Globally, digital transformation in manufacturing processes are moving forward – customers demand more of them, which means that they need to invest in gaining that edge, securing growth, improving products and winning in their markets.
Jason Chester is the Director of Global Channel Programs at InfinityQS, a company that provides Statistical Process Control (SPC) software and services to manufacturers globally. He has over 20 years of experience in the enterprise IT industry, and has a background as an industry analyst and writer.
We asked him some key questions on how businesses can make the best use of technology to increase their productivity, efficiency and effectiveness – to increase profits and ensure long-term success.
With digital transformation, what should businesses be thinking about when moving off legacy enterprise applications?
There’s a new genre of ‘intelligent’ enterprise applications – it’s about the future of these applications within the business, such as intelligent ERP, intelligent CRM, intelligent marketing automation solutions, intelligence finance, intelligence HR and so on.
If you look at the last 20 or 30 years, large organizations used large monolithic enterprise applications to automate a lot of business processes, picking the low-hanging fruit.
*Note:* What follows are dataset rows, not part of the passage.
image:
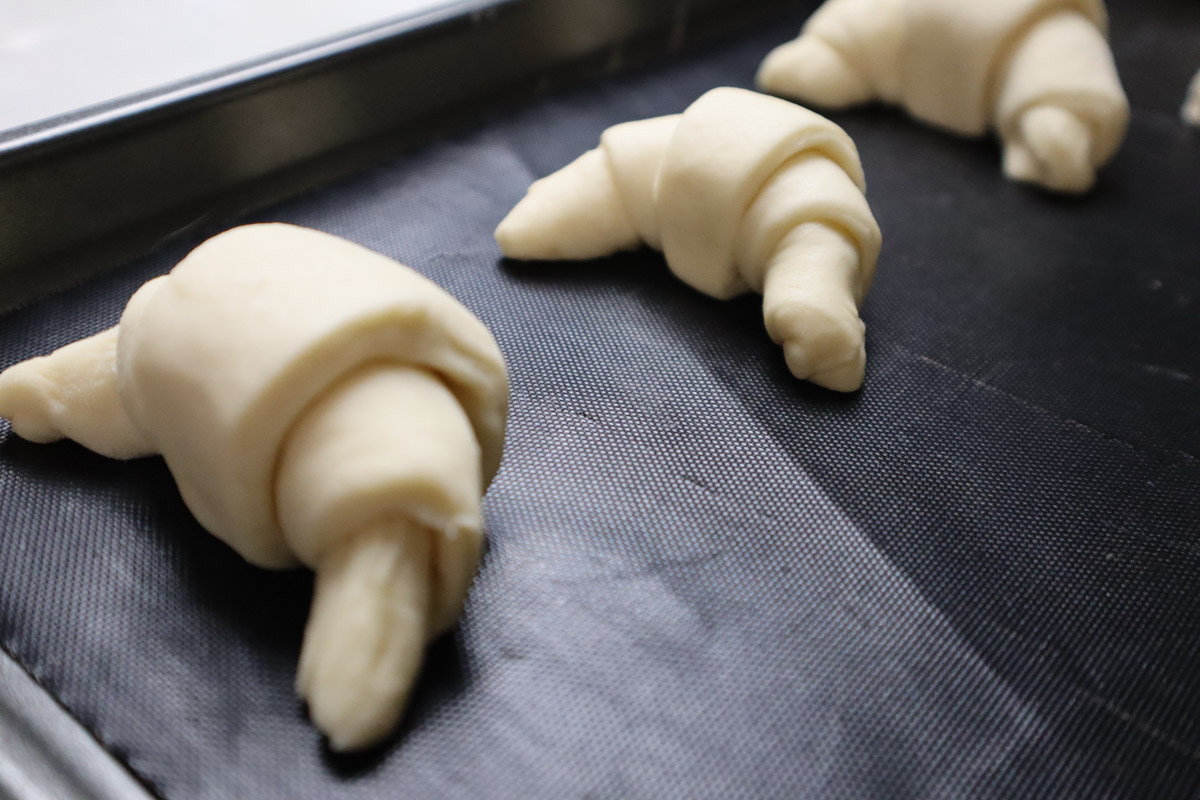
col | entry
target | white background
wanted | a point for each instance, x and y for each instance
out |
(60, 55)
You can walk into manufacturing organizations, banks, insurers and retailers, and the efficiencies they’ve gained from these enterprise applications have already been achieved. We’re onto diminishing returns – it’s hard to make strides in improvements within the business.
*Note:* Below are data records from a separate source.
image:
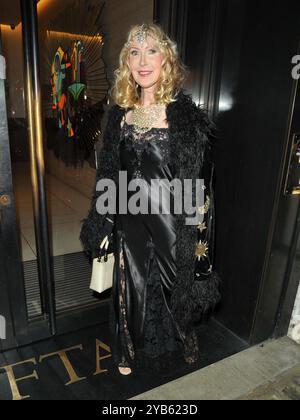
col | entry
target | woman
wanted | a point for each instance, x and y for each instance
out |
(163, 276)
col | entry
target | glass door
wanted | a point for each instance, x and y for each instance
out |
(51, 109)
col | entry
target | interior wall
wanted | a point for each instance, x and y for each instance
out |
(13, 52)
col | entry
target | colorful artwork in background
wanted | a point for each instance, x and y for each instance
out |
(69, 87)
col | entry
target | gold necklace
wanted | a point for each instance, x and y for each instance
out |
(144, 118)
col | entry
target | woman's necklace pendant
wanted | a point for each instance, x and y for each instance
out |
(144, 118)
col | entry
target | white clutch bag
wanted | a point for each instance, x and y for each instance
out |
(102, 273)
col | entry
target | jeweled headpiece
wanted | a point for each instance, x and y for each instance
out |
(142, 33)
But at the same time, these companies must understand that the markets they are serving are changing dramatically. If you look at manufacturing, there are significant changing consumer trends such as a loss of brand loyalty. Customers can go online and compare different products from different sources instantly. With sophisticated global logistics, you can get products sent from places like South American, Eastern Europe and China, almost as easily as we can from our home markets.
Businesses can’t respond to this change with the traditional methods we’ve been using. We’re now moving from an era of automation, which we’ve had for the last two to three decades, to one which I call optimization.
True optimization is about advanced planning. Why is it important for manufacturing business leaders to understand it?
Advanced planning is a notoriously difficult and complex problem. ‘New’ technology which is coming to fruition like artificial intelligence (AI), big data and the industrial Internet of Things (IoT), can attack these complex optimization problems in industries like manufacturing and through the supply chain.
Intelligence will be embedded into applications, providing advanced planning capabilities to operators. Cognitive processes and decision-making will become automated, creating intelligent autonomous applications within business.
What should leaders in manufacturing be thinking about?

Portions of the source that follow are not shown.